Si le client entre en possession de correspondances confidentielles, il s’engage à leur conserver ce caractère confidentiel, à ne pas les transmettre à des tiers et à ne pas en faire usage tant dans le cadre de la relation professionnelle avec l'avocat qu'en dehors de ce cadre.
5. RECOURS A DES TIERS
5.1. Lorsque l’avocat travaille en association ou en groupement, le client est informé et accepte que la mission soit partagée entre les avocats membres de la société ou du groupement.

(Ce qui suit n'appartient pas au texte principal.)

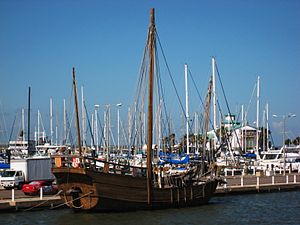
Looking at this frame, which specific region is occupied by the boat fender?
[72,158,80,168]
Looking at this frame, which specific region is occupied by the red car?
[22,180,58,195]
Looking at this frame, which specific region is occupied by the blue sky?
[0,0,300,145]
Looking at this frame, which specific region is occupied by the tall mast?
[211,57,217,130]
[50,97,53,145]
[73,67,81,156]
[147,8,156,204]
[22,108,25,144]
[27,87,31,153]
[211,57,217,152]
[63,99,67,145]
[184,64,190,154]
[266,103,269,151]
[201,78,212,174]
[81,86,86,147]
[256,76,260,159]
[37,110,40,145]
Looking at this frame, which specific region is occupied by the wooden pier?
[0,173,300,213]
[216,173,300,195]
[0,190,63,213]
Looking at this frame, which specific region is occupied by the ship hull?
[53,168,219,211]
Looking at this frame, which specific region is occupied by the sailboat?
[52,9,220,211]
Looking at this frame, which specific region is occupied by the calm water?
[0,191,300,225]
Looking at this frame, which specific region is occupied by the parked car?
[22,181,58,195]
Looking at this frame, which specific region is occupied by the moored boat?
[52,9,220,211]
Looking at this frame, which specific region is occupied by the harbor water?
[0,191,300,225]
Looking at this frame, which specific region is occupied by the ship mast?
[73,67,82,156]
[147,8,156,204]
[201,77,213,174]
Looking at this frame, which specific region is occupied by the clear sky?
[0,0,300,145]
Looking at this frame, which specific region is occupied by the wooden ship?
[52,9,220,211]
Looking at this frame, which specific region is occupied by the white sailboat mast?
[81,86,86,147]
[266,103,269,151]
[242,105,246,151]
[63,99,67,144]
[211,57,217,130]
[50,97,53,145]
[184,64,190,154]
[37,110,40,145]
[256,76,260,159]
[22,108,25,142]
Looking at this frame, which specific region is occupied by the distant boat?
[52,9,220,211]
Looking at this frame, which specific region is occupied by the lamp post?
[117,103,122,150]
[273,113,296,175]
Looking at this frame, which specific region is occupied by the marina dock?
[0,173,300,213]
[0,189,63,213]
[215,173,300,195]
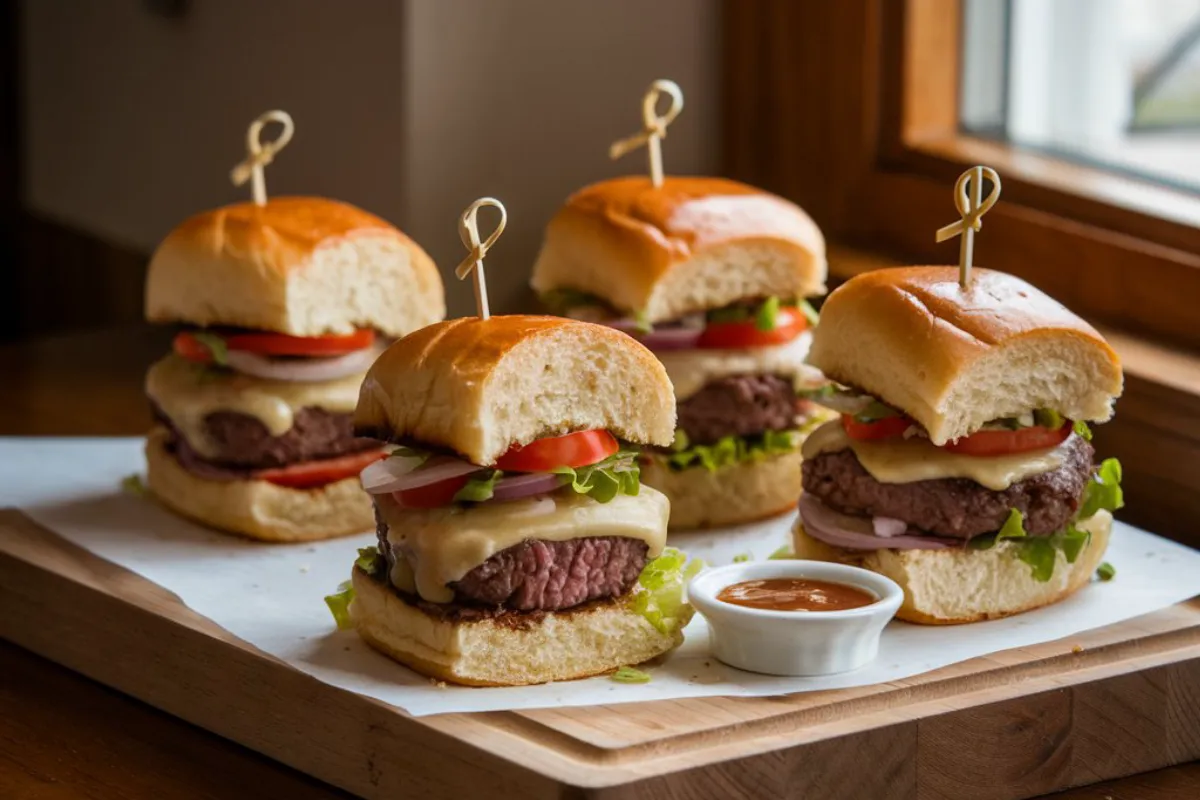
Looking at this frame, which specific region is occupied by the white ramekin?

5.2. L’avocat est autorisé à faire appel, sous sa propre responsabilité, à des avocats extérieurs au cabinet.
5.3. Le client marque son accord pour que l’avocat choisisse l’huissier de justice ou le traducteur auquel il fera le cas échéant appel dans le cadre de l’exécution de sa mission. En ce cas, l’avocat informera le client du rôle de ce tiers et fournira le cas échéant au client une estimation du coût de l’intervention de ce tiers.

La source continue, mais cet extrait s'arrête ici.